Uma das homenageadas foi a Yalorixá Maria Bernadete Pacífico, conhecida como Mãe Bernadete. Líder do Quilombo Pitanga de Palmares, localizado no município de Simões Filho, na região metropolitana de Salvador, ela foi brutalmente assassinada na noite da última quinta-feira (17), dentro de casa e diante dos netos.
Mãe Bernadete era integrante da Coordenação Nacional de Articulação de Quilombos (Conaq) e ex-secretária de Promoção da Igualdade Racial de Simões Filho. O caso está em investigação e pode ter relação com a disputa pelo território quilombola, até hoje não regularizado. onde vivia a ativista.
No Distrito Federal, as entidades também homenagearam o adolescente Gustavo Henrique Soares Gomes, morto a tiros em janeiro do ano passado, aos 17 anos, na cidade de Samambaia, periferia da capital federal, após não obedecer ordem de parada em uma blitz policial.
Chacinas
No ato no Rio de Janeiro, os manifestantes chamaram a atenção para o alto número de mortes de pessoas negras no estado.
“O estado do Rio de Janeiro é onde mais se mata preto, pobre, favelado.
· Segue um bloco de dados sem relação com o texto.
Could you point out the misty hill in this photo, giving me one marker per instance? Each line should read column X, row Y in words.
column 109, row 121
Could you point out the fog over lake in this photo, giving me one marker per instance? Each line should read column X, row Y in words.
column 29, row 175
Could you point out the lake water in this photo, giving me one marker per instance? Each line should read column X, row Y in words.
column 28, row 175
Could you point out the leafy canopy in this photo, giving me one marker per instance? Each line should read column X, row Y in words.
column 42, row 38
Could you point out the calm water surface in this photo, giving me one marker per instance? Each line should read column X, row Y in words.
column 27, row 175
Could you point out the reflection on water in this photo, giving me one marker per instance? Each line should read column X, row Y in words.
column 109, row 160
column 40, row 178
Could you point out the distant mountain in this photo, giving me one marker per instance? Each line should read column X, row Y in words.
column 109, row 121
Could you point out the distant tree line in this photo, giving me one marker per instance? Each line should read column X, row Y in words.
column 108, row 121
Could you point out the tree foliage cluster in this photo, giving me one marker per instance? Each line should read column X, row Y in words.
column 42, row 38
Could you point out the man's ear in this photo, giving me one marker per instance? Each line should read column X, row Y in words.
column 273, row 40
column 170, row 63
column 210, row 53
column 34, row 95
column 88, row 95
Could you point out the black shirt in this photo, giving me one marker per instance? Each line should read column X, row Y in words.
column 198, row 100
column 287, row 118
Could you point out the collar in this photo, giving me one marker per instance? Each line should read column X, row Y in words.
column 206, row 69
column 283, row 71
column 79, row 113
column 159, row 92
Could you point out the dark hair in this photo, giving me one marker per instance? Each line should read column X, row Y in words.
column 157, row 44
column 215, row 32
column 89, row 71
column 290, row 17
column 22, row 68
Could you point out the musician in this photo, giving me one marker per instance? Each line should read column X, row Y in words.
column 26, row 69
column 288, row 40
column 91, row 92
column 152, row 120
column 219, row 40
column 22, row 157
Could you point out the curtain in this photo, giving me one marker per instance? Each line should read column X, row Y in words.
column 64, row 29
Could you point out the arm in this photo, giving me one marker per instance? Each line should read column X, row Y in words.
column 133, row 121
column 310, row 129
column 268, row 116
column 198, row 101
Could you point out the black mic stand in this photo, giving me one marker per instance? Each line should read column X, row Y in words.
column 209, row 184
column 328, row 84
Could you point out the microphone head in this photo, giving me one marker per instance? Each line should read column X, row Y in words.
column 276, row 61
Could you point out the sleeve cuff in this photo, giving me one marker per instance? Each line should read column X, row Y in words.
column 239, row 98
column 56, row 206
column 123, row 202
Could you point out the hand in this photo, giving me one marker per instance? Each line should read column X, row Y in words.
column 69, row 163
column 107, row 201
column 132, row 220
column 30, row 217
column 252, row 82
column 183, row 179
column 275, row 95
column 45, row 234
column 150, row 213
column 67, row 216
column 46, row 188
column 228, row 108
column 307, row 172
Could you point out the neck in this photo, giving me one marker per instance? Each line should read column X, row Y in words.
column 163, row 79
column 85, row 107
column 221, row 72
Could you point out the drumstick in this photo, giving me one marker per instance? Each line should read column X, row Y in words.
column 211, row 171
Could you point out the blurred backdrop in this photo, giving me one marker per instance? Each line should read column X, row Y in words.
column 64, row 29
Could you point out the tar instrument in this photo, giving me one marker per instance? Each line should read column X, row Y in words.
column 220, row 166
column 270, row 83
Temos as maiores chacinas do país. Quando a polícia erra, o cidadão é morto duas vezes, quanto mata a sua dignidade e a sua inocência. A gente precisa se manifestar. Quanto mais a gente se cala, a situação piora. E não se trata mais de adultos, agora são crianças e adolescentes mortos. O direito da maternidade das mulheres pretas está sendo excluído”, disse a coordenadora no Rio de Janeiro da União de Negras e Negros Pela Igualdade, Cláudia Menezes Vitalino.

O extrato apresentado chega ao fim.